Implementing Computer Assisted Coding

Conversion to an electronic health record (EHR) has greatly contributed to data quality improvement of health information and has opened the door to countless technological advancement opportunities. Computer assisted coding (CAC) technology has been around for years; however, due to the future ICD-10 implementation, the use of CAC software is starting to increase rapidly. CAC software can be very beneficial to medical care providers if implemented efficiently and specifically built to meet the needs of the facility.

Why Implement CAC?
There are a variety of reasons why facilities are considering CAC implementation. Many are planning to use CAC to ease the transition to ICD-10-CM and ICD-10 PCS. CAC will boost coding productivity, identify documentation deficiencies, and improve code selection accuracy.

The main function of CAC is to use a natural language processing engine (NLP) to identify key terminology and suggest codes for particular treatments or services in the health record. It is sophisticated enough to analyze the context of the key words to determine whether certain diagnoses are pertinent to the visit. Currently, the available CAC products do not have the capability to pull information from handwritten documents. However, it is capable of linking specific documentation to the code selected by the coder from the handwritten documents.

What About Coders?
It is important to emphasize that CAC does not replace human coders. Human coders will review codes assigned by CAC and will make appropriate changes.

Involving coders in the CAC process from the very beginning will alleviate fears. Coders should be involved in all stages of the project. The purpose of CAC implementation and opportunities should be clearly communicated to the coders. It is essential for coders to recognize CAC software as a beneficial tool and resource. Attending vendor demonstrations and assisting in a final vendor selection will increase coders’ confidence in the product.

How Do I Choose a Vendor?
A vendor should be selected after a very thorough review. All questions and concerns should be addressed before finalizing the vendor. It is also recommended to network with other facilities similar to yours to get a better understanding of the product that is being selected. AHIMA’s CAC toolkit provides a great resource along with vendor websites.

Who Should be Involved With the CAC Team?
A project manager should be assigned to make sure the vendor is meeting the facility’s expectations. A timeline should be established and closely monitored by both the project manager and the vendor. Depending on the size of the organization, it might be necessity to assign an IT project manager from HIM. The project manager should work closely with information services team leads/analysts, and the coding manager/supervisor.

How do I Implement CAC?
Defining the project scope will assist in determining complexity and depth of the project. Some facilities prefer to implement CAC by taking a phased approach, whereas others prefer to implement all aspects of the project at go-live. Is your facility technologically advanced? Does the CAC product you are considering offer an encoder? These are some of the questions that have to be evaluated in the beginning stages of CAC implementation.

What Will be Interfaced?
Quality of data is vital when it comes to CAC product. All reports necessary for coding have to be interfaced with CAC. If coders are operating on multiple systems it will add to the complexity of the project. Coders’ workflow has to be evaluated and adjusted to meet the needs of the facility.

What About Testing?
User acceptable testing (UAT) is crucial when it comes to implementing a new system. Extensive testing should be completed to analyze and address concerns prior to the go-live date. UAT covers data quality and validation, end-to-end business processes, comparison of test results and expected results. All finding should be discussed to facilitate issue resolution. Coders should be extensively involved during the final stages of testing.

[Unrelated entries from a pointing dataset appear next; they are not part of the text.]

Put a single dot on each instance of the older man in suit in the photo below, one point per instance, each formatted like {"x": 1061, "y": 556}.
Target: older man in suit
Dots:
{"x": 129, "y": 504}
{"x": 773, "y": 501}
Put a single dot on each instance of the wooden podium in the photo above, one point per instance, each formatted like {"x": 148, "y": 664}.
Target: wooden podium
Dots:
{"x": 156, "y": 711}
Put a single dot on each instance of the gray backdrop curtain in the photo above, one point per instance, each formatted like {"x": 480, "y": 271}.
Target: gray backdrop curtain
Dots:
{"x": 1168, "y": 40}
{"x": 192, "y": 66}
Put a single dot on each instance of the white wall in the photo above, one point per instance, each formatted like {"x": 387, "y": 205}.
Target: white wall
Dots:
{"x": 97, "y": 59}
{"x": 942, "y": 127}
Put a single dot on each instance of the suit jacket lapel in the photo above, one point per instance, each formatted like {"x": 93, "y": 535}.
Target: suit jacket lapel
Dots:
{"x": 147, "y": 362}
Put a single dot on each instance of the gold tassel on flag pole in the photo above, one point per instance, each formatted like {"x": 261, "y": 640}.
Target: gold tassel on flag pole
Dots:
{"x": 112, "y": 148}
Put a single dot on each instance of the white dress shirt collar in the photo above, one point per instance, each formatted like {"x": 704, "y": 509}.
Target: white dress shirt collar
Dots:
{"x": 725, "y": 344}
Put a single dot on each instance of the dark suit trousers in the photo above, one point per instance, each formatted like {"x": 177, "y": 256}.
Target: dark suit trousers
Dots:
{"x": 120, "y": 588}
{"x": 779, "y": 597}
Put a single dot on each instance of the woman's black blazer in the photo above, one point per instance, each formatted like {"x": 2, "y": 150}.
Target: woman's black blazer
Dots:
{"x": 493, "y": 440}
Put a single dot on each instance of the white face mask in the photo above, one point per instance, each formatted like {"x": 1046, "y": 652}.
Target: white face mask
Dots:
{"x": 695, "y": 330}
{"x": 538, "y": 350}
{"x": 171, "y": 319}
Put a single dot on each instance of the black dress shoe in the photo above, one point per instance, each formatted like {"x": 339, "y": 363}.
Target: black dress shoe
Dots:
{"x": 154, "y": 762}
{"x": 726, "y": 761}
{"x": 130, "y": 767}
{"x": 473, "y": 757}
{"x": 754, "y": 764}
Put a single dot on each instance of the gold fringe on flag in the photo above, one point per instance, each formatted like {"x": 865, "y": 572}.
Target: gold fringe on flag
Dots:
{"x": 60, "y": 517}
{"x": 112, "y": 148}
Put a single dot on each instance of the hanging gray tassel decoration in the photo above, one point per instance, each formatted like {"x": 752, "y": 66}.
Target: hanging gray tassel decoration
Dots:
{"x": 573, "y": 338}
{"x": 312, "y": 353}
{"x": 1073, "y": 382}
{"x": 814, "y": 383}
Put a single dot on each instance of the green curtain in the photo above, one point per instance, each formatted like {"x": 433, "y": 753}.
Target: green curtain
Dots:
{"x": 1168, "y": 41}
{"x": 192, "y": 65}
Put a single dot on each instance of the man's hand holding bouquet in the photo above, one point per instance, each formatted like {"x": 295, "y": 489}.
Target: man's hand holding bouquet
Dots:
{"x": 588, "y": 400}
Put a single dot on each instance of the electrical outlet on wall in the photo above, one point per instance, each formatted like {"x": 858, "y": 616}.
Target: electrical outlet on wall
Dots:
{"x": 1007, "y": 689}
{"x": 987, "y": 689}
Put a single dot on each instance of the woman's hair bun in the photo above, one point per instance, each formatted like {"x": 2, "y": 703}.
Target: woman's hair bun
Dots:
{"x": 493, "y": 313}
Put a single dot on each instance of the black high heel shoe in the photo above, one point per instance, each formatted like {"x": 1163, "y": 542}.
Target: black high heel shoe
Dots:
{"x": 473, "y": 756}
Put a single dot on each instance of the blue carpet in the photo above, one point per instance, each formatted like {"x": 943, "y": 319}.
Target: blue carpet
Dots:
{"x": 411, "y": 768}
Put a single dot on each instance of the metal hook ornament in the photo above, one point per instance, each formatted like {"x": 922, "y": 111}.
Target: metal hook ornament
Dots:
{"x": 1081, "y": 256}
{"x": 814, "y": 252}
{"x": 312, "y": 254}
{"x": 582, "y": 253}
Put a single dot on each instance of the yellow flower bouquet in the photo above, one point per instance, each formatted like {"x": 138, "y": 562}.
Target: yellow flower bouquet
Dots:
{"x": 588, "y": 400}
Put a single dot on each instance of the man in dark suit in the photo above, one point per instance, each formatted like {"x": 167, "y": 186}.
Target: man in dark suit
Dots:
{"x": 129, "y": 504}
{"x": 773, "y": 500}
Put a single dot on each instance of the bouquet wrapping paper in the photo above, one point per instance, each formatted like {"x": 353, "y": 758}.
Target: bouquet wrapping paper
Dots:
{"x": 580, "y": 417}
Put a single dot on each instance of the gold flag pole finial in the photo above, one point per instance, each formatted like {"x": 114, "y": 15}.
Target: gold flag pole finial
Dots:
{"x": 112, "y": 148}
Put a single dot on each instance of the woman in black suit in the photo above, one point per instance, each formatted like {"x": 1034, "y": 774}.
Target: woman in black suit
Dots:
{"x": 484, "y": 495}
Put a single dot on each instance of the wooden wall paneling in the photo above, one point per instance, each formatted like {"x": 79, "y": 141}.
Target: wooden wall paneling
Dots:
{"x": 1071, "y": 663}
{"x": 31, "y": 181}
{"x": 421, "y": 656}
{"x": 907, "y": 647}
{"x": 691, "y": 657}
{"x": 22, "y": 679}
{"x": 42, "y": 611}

In conclusion, studies show that CAC software can improve coding quality and reimbursement. However, it is vital for a facility to build a product that is specific to their organization. The product should be 100% ready for the coders before going live.

Bella Logvinov is employed by University of Florida Health Jacksonville as outpatient coding supervisor where she manages over 15 employees in the outpatient area. She is a member of both the American Health Information Management Association (AHIMA) and the American Academy of Professional Coders (AAPC). Her experience includes 7.7 years of coding inpatient and outpatient records, 5 years of chart reviews and coding auditing, and providing continuing training and education to coders. She has extensive knowledge of outpatient and inpatient coding. Logvinov is an AHIMA Certified ICD-10-CM and PCS Trainer.